Семёну отчего-то стало казаться, что нет на свете ни паровоза с вагонами, ни самой железной дороги, ни Ангары с её широкими чистыми водами, ни гористых лесных цепей, подступающих к правому берегу, ни Погожего с его церковью, избами, огородами, ни односельчан и даже его самого, Семёна, нет как нет, — ничего нет в этом тёмном и холодном мире. А есть единственно какая-то разлитая по всему свету общая душа, которую пригреет солнце — радуется она, подуют холодные, колкие ветры — сожмётся. Ему представились полегчавшими его постоянные после свадьбы страхи и опасения, что семья его всё же не сложится. Ему показались не очень-то нужными его ежедневные хлопоты, поездки по делам. Одиночество и тоска заледенили его душу. Он не видел ясного пути в жизни.

Вернулся в спальню, взобрался на перину, привлёк к своему твёрдому боку мягкое, шелковистое плечо жены. Погладил по волосам, вдыхая их нежный, казавшийся молочным парным запах.

— Я ломаю тебе жизнь, Семён, — сказала Елена, приподнимая на мужа строгое лицо. — Без меня ты был бы счастливым… Неужели, в самом деле можно так сильно любить?

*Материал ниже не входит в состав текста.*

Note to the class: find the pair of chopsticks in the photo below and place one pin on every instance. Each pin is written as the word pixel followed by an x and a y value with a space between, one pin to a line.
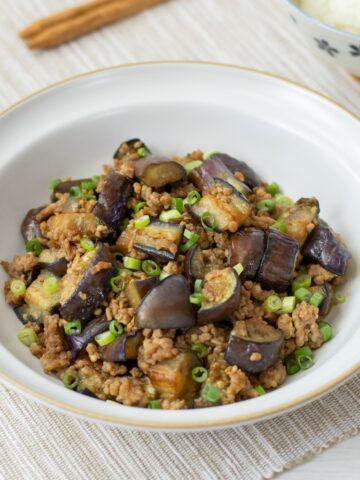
pixel 74 22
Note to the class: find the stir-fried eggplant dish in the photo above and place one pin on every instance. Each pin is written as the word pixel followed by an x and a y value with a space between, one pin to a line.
pixel 175 283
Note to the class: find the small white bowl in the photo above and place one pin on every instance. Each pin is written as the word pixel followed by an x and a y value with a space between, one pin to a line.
pixel 327 42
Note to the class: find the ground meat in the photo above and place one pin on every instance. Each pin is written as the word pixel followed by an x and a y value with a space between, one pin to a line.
pixel 155 349
pixel 55 357
pixel 20 265
pixel 274 376
pixel 127 390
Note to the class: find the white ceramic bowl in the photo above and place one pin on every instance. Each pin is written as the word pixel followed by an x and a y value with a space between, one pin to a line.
pixel 287 133
pixel 327 42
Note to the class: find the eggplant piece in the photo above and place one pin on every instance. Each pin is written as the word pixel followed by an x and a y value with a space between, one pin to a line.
pixel 123 348
pixel 167 305
pixel 78 343
pixel 254 346
pixel 251 178
pixel 158 175
pixel 278 263
pixel 229 214
pixel 221 296
pixel 38 303
pixel 30 227
pixel 160 240
pixel 172 378
pixel 324 248
pixel 136 290
pixel 82 291
pixel 194 264
pixel 84 224
pixel 247 247
pixel 54 261
pixel 112 203
pixel 203 177
pixel 297 219
pixel 133 145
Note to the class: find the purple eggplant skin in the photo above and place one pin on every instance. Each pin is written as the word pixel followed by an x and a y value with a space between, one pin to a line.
pixel 95 286
pixel 78 343
pixel 247 247
pixel 243 345
pixel 123 348
pixel 131 146
pixel 194 264
pixel 167 305
pixel 251 178
pixel 324 248
pixel 111 206
pixel 278 262
pixel 228 281
pixel 30 227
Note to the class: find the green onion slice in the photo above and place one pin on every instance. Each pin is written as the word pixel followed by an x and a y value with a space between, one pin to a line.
pixel 27 336
pixel 199 374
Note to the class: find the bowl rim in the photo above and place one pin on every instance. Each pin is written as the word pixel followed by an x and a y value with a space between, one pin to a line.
pixel 294 6
pixel 176 425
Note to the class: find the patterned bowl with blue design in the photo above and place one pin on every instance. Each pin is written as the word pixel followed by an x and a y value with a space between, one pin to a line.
pixel 330 43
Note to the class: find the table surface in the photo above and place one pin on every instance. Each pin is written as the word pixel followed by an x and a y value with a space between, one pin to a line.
pixel 252 39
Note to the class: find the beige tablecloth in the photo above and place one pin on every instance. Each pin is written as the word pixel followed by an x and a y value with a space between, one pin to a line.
pixel 37 443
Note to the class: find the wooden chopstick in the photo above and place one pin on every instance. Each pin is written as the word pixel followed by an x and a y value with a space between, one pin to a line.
pixel 73 23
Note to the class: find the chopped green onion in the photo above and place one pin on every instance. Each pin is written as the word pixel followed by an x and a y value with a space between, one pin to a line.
pixel 211 393
pixel 302 294
pixel 260 390
pixel 199 374
pixel 239 268
pixel 316 299
pixel 71 380
pixel 272 304
pixel 34 246
pixel 288 304
pixel 177 204
pixel 87 244
pixel 208 221
pixel 198 285
pixel 151 268
pixel 200 348
pixel 340 297
pixel 302 281
pixel 304 357
pixel 27 336
pixel 155 404
pixel 191 165
pixel 139 206
pixel 265 205
pixel 196 298
pixel 117 284
pixel 273 188
pixel 132 263
pixel 54 183
pixel 283 201
pixel 292 365
pixel 72 328
pixel 164 275
pixel 105 338
pixel 88 186
pixel 192 197
pixel 116 328
pixel 17 287
pixel 51 285
pixel 142 222
pixel 167 215
pixel 326 331
pixel 142 152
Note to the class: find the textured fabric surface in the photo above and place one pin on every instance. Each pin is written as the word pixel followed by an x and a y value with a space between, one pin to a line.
pixel 39 443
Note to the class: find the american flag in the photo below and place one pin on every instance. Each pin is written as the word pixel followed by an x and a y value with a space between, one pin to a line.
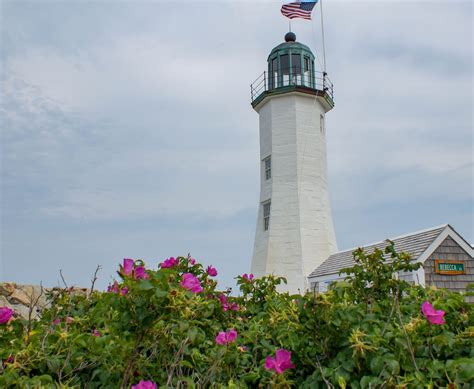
pixel 298 9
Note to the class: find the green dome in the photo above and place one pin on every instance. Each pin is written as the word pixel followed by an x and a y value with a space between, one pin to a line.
pixel 291 47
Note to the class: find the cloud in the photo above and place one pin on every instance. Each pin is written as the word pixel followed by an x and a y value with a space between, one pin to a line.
pixel 128 131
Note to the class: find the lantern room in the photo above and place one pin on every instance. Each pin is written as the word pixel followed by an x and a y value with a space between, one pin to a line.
pixel 291 68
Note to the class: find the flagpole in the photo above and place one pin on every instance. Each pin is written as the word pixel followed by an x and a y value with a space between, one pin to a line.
pixel 322 36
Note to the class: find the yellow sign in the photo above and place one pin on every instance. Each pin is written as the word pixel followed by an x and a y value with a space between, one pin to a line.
pixel 449 267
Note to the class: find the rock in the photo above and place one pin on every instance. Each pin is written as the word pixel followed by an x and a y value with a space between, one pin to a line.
pixel 20 297
pixel 4 302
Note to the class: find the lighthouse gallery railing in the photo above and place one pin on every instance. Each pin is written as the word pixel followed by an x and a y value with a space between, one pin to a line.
pixel 291 77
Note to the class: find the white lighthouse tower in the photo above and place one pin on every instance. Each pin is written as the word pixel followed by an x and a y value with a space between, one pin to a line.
pixel 295 232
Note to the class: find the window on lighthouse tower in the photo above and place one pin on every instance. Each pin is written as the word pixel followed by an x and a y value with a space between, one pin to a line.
pixel 266 215
pixel 268 167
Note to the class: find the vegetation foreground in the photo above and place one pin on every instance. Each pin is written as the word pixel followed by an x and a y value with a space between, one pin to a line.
pixel 171 328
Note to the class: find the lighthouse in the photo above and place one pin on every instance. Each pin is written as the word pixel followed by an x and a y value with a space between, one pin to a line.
pixel 294 232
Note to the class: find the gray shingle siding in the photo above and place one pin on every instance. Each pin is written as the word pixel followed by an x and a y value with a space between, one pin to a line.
pixel 414 244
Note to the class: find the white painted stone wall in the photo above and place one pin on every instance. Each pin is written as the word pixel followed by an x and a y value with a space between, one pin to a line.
pixel 301 233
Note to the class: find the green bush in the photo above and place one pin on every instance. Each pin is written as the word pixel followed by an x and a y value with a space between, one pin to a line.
pixel 172 327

Он перевалился от неё на другой бок, затих. Елена сама склонила к плечу Семёна с раскиданными, пышными волосами голову, и он от неожиданности вздрогнул — она коснулась мужа, и это прикосновение походило на ласку, нежный ответ.

— У-ух, ледяной, — улыбнулась она, но не отняла своей жаркой головы.

— А ты как печка горячая, — произнёс он срывающимся голосом.

Он повернулся к Елене, и она переместила свою голову с его плеча на грудь. И это тоже было впервые в их совместной жизни — её голова покорно лежала на его груди, затаившейся, словно он боялся вспугнуть какую-то до крайности осторожную и весьма ценную птицу, нечаянно запорхнувшую на его грудь.

— Знаешь… знаешь, Семён. — Она неуверенно замолчала, но всё же сказала: — Знаешь, я хочу любить — крепко-крепко. Чтоб на всю жизнь. До гробовой доски.

— Пошто же сердце твоё молчит?

— Оно не молчит, — неожиданно улыбнулась Елена, отбрасываясь на пуховую подушку. Её волосы упали и на грудь, и на лицо Семёна, пощекотывая. Стала говорить певуче, раздумчиво: — Оно ведь у меня живо-о-о-е. Оно ждё-о-от.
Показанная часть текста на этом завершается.